A few words first on what lay behind the books, and while John Harding admitted that his motivation was based on the perceived need for branding and ease of marketing (if you're known as a writer of a particular type of books, it's helpful to continue in the same vein), Michelle Paver said she loved reading ghost stories and just decided to write one, not before, though, writing her tenets on suitably ghostly mauve paper!
On now to influences, and for John, the seeds of his book were sown in childhood with his reading of Jane Eyre and The Secret Garden - large, spooky houses, primeval fears, unseen presences, all informed his own writing. At 21 he read Henry James' The Turn of the Screw, and it remains the most terrifying story for him, and in Florence and Giles he uses a similar set-up but tells the tale from the children's point of view to create not a sequel or a pastiche, but a gothic thriller all its own. Michelle acknowledged her debt to M.R. James whose ghost stories she studied at a forensic level of detail. Both writers look for a realistic and highly atmospheric setting, characters about whom one cares, and a strong emotional response to the writing; what they seek in others' work they give in their own.

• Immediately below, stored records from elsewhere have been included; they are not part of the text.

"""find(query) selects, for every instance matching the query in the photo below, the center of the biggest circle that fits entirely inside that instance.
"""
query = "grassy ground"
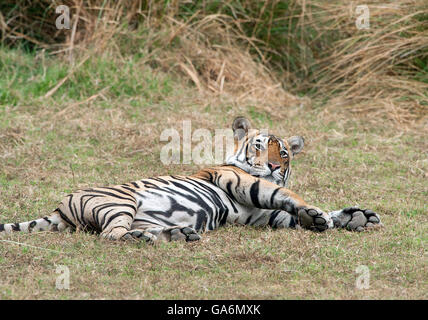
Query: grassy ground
(102, 126)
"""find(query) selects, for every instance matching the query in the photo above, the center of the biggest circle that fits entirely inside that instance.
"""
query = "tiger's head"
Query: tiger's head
(261, 154)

Michelle had travelled extensively in the Arctic, and seeing the long-abandoned mining communities and trappers' huts in Spitzbergen/Svalbard and experiencing the shortening days dwindling to continuous darkness, she knew she had her setting for Dark Matter, which was, she said, "a very intense write". Her period is the 1930s, chosen carefully for various reasons including the lack or limitations of communications technology: isolation could be absolute. John, too, chose a time and place - a secluded mansion in New England in 1891 - in which one could be cut off and frighteningly alone. Both writers' background reading sounded impressively comprehensive.

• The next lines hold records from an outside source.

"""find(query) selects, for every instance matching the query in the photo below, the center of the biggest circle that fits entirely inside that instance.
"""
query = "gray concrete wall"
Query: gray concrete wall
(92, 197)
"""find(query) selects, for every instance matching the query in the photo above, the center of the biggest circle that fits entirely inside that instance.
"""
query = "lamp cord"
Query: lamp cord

While Michelle read up on the slang of her period with particular references to language as a marker of social class, John invented words and a distinctive way of speaking for his 12-year-old character Florence. Denied an education by a guardian who believes girls don't require one, Florence has taught herself to read, and like Shakespeare, she coins words as she needs them, switching nouns and verbs, developing a type of verbal shorthand in which to express herself. John read an illustrative passage and left the audience wanting more (you'll get a taste of it in the short video here); indeed, he said that he found it hard to leave Florence's voice behind when he had finished the book and he is considering a follow-up.

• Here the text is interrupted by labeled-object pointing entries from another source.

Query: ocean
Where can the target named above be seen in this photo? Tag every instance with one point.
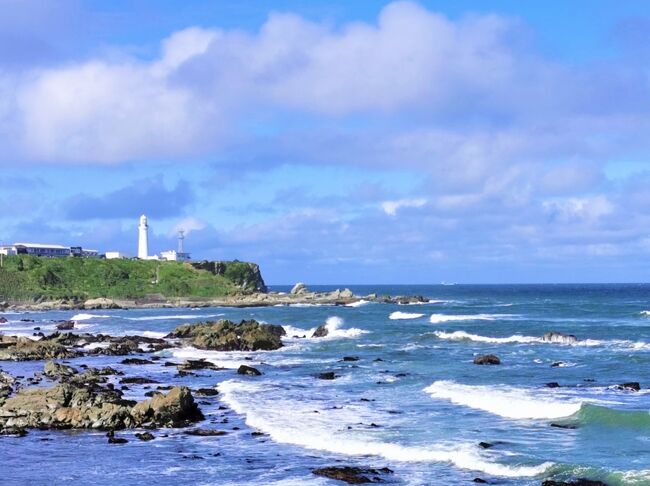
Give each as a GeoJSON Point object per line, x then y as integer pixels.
{"type": "Point", "coordinates": [413, 401]}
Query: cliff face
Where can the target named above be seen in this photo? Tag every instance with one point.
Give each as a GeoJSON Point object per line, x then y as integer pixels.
{"type": "Point", "coordinates": [25, 278]}
{"type": "Point", "coordinates": [246, 276]}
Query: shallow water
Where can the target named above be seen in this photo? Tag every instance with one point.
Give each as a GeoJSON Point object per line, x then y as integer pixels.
{"type": "Point", "coordinates": [430, 404]}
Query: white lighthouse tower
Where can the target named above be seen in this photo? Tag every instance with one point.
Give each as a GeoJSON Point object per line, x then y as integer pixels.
{"type": "Point", "coordinates": [143, 238]}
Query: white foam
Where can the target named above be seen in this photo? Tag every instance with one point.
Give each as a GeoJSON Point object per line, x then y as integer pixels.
{"type": "Point", "coordinates": [519, 339]}
{"type": "Point", "coordinates": [437, 318]}
{"type": "Point", "coordinates": [465, 336]}
{"type": "Point", "coordinates": [358, 303]}
{"type": "Point", "coordinates": [334, 331]}
{"type": "Point", "coordinates": [508, 402]}
{"type": "Point", "coordinates": [264, 410]}
{"type": "Point", "coordinates": [395, 316]}
{"type": "Point", "coordinates": [170, 317]}
{"type": "Point", "coordinates": [85, 317]}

In a genre characterised by certain conventions and a subtle, suggestive way with creeping dread, Michelle recommended Edith Wharton (for example The Demanding Dead) and The Virago Book of Ghost Stories, in addition to M.R. James, for those looking for further reading, but I'd say try Michelle's and John's books themselves because given the fascinating discussion I heard them in today, where these writers are concerned it's not just the ghost story that is in good hands.